Something "Instant" and Bruce Nauman "Disappearing Acts" MoMA Museum | ENG

All fake flowers on real soil.





















The other day, I heard someone described meaning of "Instant" of Instant Camera that
"Instant means you have to wait." -Unknown
「インスタントとは、少しの間、待たないといけないと言う事だよ。」

I really like this words that I heard in a conversation of strangers when I was with my instant camera. 
It is just so true. You have to wait for a bit, otherwise what you will see in your hands is only blank white.

                                  ____________________________________________

This past Tuesday morning, I went to MoMA Museum and saw the Bruce Nauman "Disappearing Acts" for the second time.
I took some photos of works to share in this, four main works (I thought they were main works when I visited for the first time) I do not have all work here, as I did not take any photos this time. As a second time visitor I found more interest in other works. All works I did not take photos at my first visit are here (well actually there is one work that I took at the both visit).

There are so much more work that is not featured in this blog. It is worth a visit to check out if you have not yet already.
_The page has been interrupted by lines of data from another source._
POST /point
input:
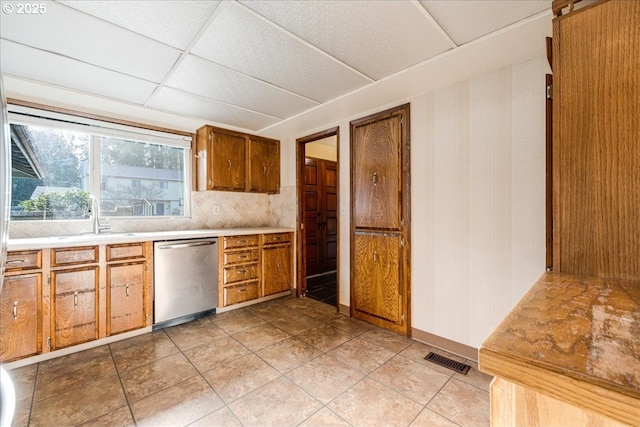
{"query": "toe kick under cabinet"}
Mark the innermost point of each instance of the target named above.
(56, 298)
(254, 266)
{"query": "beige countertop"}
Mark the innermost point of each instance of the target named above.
(576, 339)
(104, 238)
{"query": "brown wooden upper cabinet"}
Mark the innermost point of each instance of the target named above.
(264, 165)
(227, 160)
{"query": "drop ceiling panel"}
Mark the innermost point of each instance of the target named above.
(172, 22)
(74, 34)
(467, 20)
(377, 38)
(242, 41)
(205, 78)
(213, 112)
(26, 62)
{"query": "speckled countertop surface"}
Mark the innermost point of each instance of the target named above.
(584, 331)
(105, 238)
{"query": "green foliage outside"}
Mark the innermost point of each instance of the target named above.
(71, 203)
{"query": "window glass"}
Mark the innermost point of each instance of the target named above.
(141, 179)
(57, 164)
(48, 177)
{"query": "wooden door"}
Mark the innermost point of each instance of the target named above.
(264, 165)
(228, 160)
(380, 214)
(378, 266)
(596, 141)
(74, 310)
(276, 269)
(321, 217)
(20, 316)
(125, 296)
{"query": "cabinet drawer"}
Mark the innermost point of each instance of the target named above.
(275, 238)
(240, 257)
(240, 241)
(70, 256)
(125, 251)
(240, 293)
(23, 260)
(237, 274)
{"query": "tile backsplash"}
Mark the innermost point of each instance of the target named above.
(236, 210)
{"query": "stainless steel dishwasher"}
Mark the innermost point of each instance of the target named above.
(185, 280)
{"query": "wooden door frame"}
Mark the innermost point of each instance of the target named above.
(301, 257)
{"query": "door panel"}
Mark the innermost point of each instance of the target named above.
(321, 206)
(380, 220)
(377, 177)
(377, 276)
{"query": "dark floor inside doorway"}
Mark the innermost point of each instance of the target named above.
(323, 288)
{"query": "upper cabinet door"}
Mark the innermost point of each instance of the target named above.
(377, 172)
(264, 165)
(228, 160)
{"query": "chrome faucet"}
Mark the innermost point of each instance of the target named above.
(97, 227)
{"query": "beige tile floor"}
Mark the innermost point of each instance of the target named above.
(285, 362)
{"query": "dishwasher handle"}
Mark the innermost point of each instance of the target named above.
(188, 244)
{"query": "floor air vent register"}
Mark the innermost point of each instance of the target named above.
(448, 363)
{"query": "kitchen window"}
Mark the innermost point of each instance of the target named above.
(59, 160)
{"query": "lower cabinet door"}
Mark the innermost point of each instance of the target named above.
(376, 272)
(276, 269)
(20, 317)
(74, 309)
(125, 287)
(240, 293)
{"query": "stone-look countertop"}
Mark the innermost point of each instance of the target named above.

Probably those are the ones you also remember well if you already visited or the one that took photos of.

The show is on view until February 25, 2019. This time I found that there are also new additions(?) at permanent collection (I believe they are permanent) that I haven't seen before at MoMA, so it really worth to visit and check out their collections.

Why did I came twice? I actually just went in to quickly see the lovely Water Lilies painting by Claude Monet painting. There are always so many weeds and flowers in a museum but they are never too many.




A Quote about Bruce Nauman Exhibition from MoMA official website:

“I’ve always had overlapping ways of going about my work,” Bruce Nauman once remarked. “I’ve never been able to stick to one thing.” For more than 50 years, he has worked in every conceivable artistic medium, dissolving established genres and inventing new ones in the process. His expanded notion of sculpture admits wax casts and neon signs, bodily contortions and immersive video environments. Coming of age amid the political and social upheavals of the 1960s, Nauman never adhered to rigid distinctions between the arts, but rather has staked his career on “investigating the possibilities of what art may be.”

To read full writing you can visit here.



The Entrance and the texts on wall...




As always this is my personal record of visited exhibition. It is mostly photos of works and texts from the exhibition, rather than my review. For you as a royal visitor of my blog, you can see an exhibition from another living artist's perspective. 



Some of the works and texts from the first room...












Some of the works and texts from the second room and the rest of rooms....

















What I see in his work is his outstanding experimental spirit that lead him to discover the right way to execute his ideas, interests, and thoughts using different materials and objects as tools. I feel that his work, as a  visual language, is very successful in result that they communicate with audience quite accurately.


Uonfunctional chairs




This kind of work is difficult to know how close I am allowed to be. There is no wire or mark on floor. The rule is that you can get close until right before you feel the security get closer to you. 



View from right side of the model

View from right side of the model

View from front of the model, the right end is closed.


The right side of the model is closed and does not take in any light. The drawing below looks like about the model above but in this drawing four ways are open. 





The note says something like "you have to ask the museum employee to open the door, and there is only one person allowed per hour that can go in to this door."




This is my personal favorite piece made with cardboard.



Work and texts from Last room...


each plate make sound like speaker and different individuals' voices speak. The structure is very simple. It is like paper cup with string. Each voice in different gender and age repeats "Monday, Tuesday, Wednesday...."



And one more set work at right outside the exhibition space that I did not realize first time...












I will include two additional works from different artists to end this blog. 

In 1939, Edward Hopper painted "New York Moves",  and same year Frida Kahlo added mirror with painted mirror frame to her portrait painting "Fulang-Chang and I"(1937).
Each artist lives and has lived in different experiences and encounters and such unique conditions have made them create unique works. Often we find works from different artists from same year at a  same museum.

I wonder if it is good or bad, but it is not really about good or bad. 
We could read something by looking at many works by artists. But not always those artists shares something when they made the works. 
Sometime I feel that museums are very unusual, surreal space.